You don’t necessarily need to eliminate all of these permanently. Try removing the most likely culprits for a week or two, then reintroduce them one at a time to identify your personal triggers. Many people find that one or two specific foods are responsible for most of their discomfort, and they tolerate the rest just fine.

Over-the-Counter Gas Relief

Simethicone is the most widely available gas relief medication and works differently than most people expect. It doesn’t prevent gas production or absorb gas. Instead, it acts as a surfactant that reduces the surface tension of gas bubbles in your digestive tract, causing small scattered bubbles to merge into larger ones. Larger bubbles are easier to pass as belching or flatulence. Adults can take 40 to 125 mg up to four times daily after meals and at bedtime, with a maximum of 500 mg per day.
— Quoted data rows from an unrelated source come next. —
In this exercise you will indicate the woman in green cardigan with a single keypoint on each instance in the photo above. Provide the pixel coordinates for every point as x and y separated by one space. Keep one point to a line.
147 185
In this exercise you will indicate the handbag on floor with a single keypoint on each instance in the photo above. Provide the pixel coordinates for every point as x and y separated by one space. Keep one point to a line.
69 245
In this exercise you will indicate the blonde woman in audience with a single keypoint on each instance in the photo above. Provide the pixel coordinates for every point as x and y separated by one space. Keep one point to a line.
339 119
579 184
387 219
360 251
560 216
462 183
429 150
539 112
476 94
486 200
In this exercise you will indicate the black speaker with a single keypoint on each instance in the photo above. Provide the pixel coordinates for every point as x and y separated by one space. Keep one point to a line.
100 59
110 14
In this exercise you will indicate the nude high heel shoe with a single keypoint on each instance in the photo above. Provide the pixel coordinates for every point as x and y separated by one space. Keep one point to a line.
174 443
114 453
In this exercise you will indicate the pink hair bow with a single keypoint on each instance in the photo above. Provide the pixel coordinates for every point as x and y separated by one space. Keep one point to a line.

It’s not absorbed into the bloodstream, which makes side effects rare.

For gas caused specifically by beans, lentils, or cruciferous vegetables, enzyme supplements containing alpha-galactosidase (sold under brand names like Beano) take a different approach. These enzymes break down the complex sugars in those foods before they reach your colon, so bacteria never get the chance to ferment them. The key detail is timing: you need to take the enzyme at the beginning of the meal, not after symptoms start. Once the food has already reached your colon and fermentation has begun, the enzyme won’t help.
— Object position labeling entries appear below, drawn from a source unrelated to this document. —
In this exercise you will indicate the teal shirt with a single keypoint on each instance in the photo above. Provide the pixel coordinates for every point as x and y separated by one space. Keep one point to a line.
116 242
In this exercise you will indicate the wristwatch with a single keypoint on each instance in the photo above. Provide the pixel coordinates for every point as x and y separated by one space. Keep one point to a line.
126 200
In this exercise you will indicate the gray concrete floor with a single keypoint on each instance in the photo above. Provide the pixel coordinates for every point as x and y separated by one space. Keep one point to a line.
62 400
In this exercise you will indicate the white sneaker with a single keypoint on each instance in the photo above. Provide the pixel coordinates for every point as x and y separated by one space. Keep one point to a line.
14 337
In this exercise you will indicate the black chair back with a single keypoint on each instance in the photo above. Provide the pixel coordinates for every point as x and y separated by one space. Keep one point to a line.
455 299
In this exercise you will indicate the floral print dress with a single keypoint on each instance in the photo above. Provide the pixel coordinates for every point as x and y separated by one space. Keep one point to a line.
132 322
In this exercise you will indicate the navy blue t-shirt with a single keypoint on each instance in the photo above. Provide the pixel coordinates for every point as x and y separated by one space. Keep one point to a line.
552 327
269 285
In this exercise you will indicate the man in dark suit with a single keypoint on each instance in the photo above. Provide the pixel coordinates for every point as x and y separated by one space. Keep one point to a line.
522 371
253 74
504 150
Peppermint Oil for Bloating

Enteric-coated peppermint oil capsules relax the smooth muscle lining your stomach, small intestine, and colon. This antispasmodic effect helps gas move through rather than getting trapped in pockets, and it reduces the cramping sensation that often accompanies bloating. It also appears to reduce visceral sensitivity, meaning your gut literally feels less irritated. Look for enteric-coated capsules specifically, as the coating prevents the oil from releasing in your stomach (where it can cause heartburn) and delivers it to your intestines where it’s most useful.

What Probiotics Can and Can’t Do

The evidence on probiotics for gas is mixed and worth understanding before you spend money. A large systematic review found that most probiotic strains tested showed no significant reduction in flatulence compared to placebo. Out of 15 studies examining gas specifically in people with irritable bowel syndrome, all three that measured flatulence as their main outcome found no meaningful difference between probiotics and placebo.

Bloating tells a slightly different story. Multi-strain probiotic formulas showed more promise for reducing bloating and abdominal distension than single-strain products. Several studies found significant improvement, though the effective combinations varied. If you want to try probiotics, a multi-strain formula taken consistently for at least four weeks gives you the best chance of noticing a difference. But if gas itself (rather than bloating) is your main complaint, other approaches on this list are more reliably effective.

When Gas Signals Something Else

Occasional gas is completely normal and rarely indicates a problem. But certain patterns deserve attention: gas symptoms that change suddenly, gas accompanied by persistent abdominal pain, ongoing constipation or diarrhea that develops alongside increased gas, or unexplained weight loss. These combinations can point to conditions like celiac disease, inflammatory bowel disease, or small intestinal bacterial overgrowth, all of which are treatable once identified. If your gas has always been roughly the same, dietary and lifestyle changes are almost certainly sufficient. If something has shifted noticeably, that’s worth investigating.